Il y a donc lieu de confirmer la décision de première instance ayant rejeté la demande reconventionnelle.
Sur les dépens et les frais irrépétibles
Les dispositions de première instance concernant les dépens et les frais irrépétibles seront confirmées.
Mme [B] [Y] épouse [C] succombant sera condamnée aux dépens d’appel en application de l’article 696 du code de procédure civile.

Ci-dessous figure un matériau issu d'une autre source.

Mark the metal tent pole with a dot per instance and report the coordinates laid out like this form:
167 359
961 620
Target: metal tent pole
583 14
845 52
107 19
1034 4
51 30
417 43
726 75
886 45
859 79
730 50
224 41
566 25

Il serait inéquitable de laisser à la charge du syndicat des copropriétaires de la résidence « [Etablissement 2] » la charge des frais irrépétibles qu’il a exposés. Mme [B] [Y] épouse [C] sera donc condamnée à lui payer la somme de 1500 euros en application de l’article 700 du code de procédure civile et sera déboutée de sa demande à ce titre.
PAR CES MOTIFS
La cour,
Confirme l’ordonnance du juge des référés du tribunal judiciaire de Metz du 28 mai 2024 en toutes ses dispositions';
Y ajoutant,
Condamne Mme [B] [Y] épouse [C] à payer au syndicat copropriétaires de la résidence « [Etablissement 2] » sise [Adresse 7], représenté par son syndic le Groupe Dumur Immobilier la somme de 1500 euros au titre de l’article 700 du code de procédure civile ;
Déboute Mme [B] [Y] épouse [C] de sa demande au titre de l’article 700 du code de procédure civile ;
Condamne Mme [B] [Y] épouse [C] aux dépens d’appel.
La Greffière Le Président de chambre
Au nom du peuple français,
En conséquence, la République française mande et ordonne à tous commissaires de justice, sur ce requis, de mettre ladite décision à exécution, aux procureurs généraux et aux procureurs de la République près les tribunaux judiciaires d’y tenir la main, à tous commandants et officiers de la force publique de prêter main-forte lorsqu’ils en seront légalement requis.